Antonio Puerta falleció el 28 de agosto de 2007. "Los que nos dieron tardes de gloria y días de felicidad nunca mueren", escribió Enric Bañeres

Sucedió en el año 2007. El Nuevo Colombino y la Nueva Condomina aún eran estadios de Primera División, y sabiendo lo que ha pasado después en Huelva y en Murcia hay pocas cosas que te puedan hacer sentir más viejo, más lejos de tu infancia si eres de los que nacieron en los 90. Quizás solo una: pensar que el fútbol se veía en abierto por LaSexta. En el Real Zaragoza jugaba Matuzalem. Pascal Cygan vivía en Villarreal. Y, en el Valencia, Sunny Sunday, cómo no sonreír al leer su nombre, fue titular en la primera jornada. La liga arrancó el último fin de semana de agosto, en esa estepa árida y vacía que se extiende entre las vacaciones y la vida. Supongo que debimos verla entera, aunque no recordemos el doblete de Ariel Ibagaza al Levante en el Ono Estadi, el 0-1 del Valladolid de Ludovic Butelle, García Calvo o Vívar Dorado en el Estadi Olímpic Lluís Companys o el gol del pequeño Albert Crusat en la portería de Riazor de Dudu Aouate. Nada, de ese fin de semana solo queda una imagen indeleble: el paso descompasado de Antonio Puerta, tambaleante.

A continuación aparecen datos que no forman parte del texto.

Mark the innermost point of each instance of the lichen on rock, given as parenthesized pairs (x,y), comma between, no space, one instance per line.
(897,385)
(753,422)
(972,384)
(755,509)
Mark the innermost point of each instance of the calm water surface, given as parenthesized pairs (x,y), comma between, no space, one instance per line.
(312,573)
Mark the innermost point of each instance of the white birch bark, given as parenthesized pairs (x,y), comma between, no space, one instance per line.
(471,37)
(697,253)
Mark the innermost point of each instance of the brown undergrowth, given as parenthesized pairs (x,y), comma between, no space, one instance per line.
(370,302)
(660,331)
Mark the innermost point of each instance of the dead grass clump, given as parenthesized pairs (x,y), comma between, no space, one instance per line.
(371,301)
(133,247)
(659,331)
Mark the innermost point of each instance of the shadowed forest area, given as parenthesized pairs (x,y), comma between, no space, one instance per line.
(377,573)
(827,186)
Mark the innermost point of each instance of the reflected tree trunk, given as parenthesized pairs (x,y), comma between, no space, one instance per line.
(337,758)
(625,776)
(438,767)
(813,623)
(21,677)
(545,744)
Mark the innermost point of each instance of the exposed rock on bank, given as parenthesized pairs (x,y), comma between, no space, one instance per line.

Andrés Montes relataba la escena: con la voz nublada e incómoda por no poder gritar que la vida podía ser maravillosa, desnudo de gracia por la crudeza de las imágenes. YouTube sigue avisando de que el vídeo de su desplome es potencialmente ofensivo o bien no adecuado: para verlo, te hace pulsar en Lo entiendo y quiero continuar. Poco entendíamos esos días. Pasamos el fin de semana en vilo. Hasta que llegó la noticia de su muerte, un triste 28 de agosto al mediodía. Días después salvé una página del Mundo Deportivo de la basura y la guardé en una vieja caja reciclada: antaño hogar de una camisa Oscar Style de mi padre y todavía hoy casa de pósters, fotos y textos. “Es curiosa la vida. Cuando eres niño el tiempo no acaba de pasar, y luego sin darte cuenta tienes 50 años y de la infancia lo único que te queda cabe en una cajita”, dice Maurice Bénichou en Amélie.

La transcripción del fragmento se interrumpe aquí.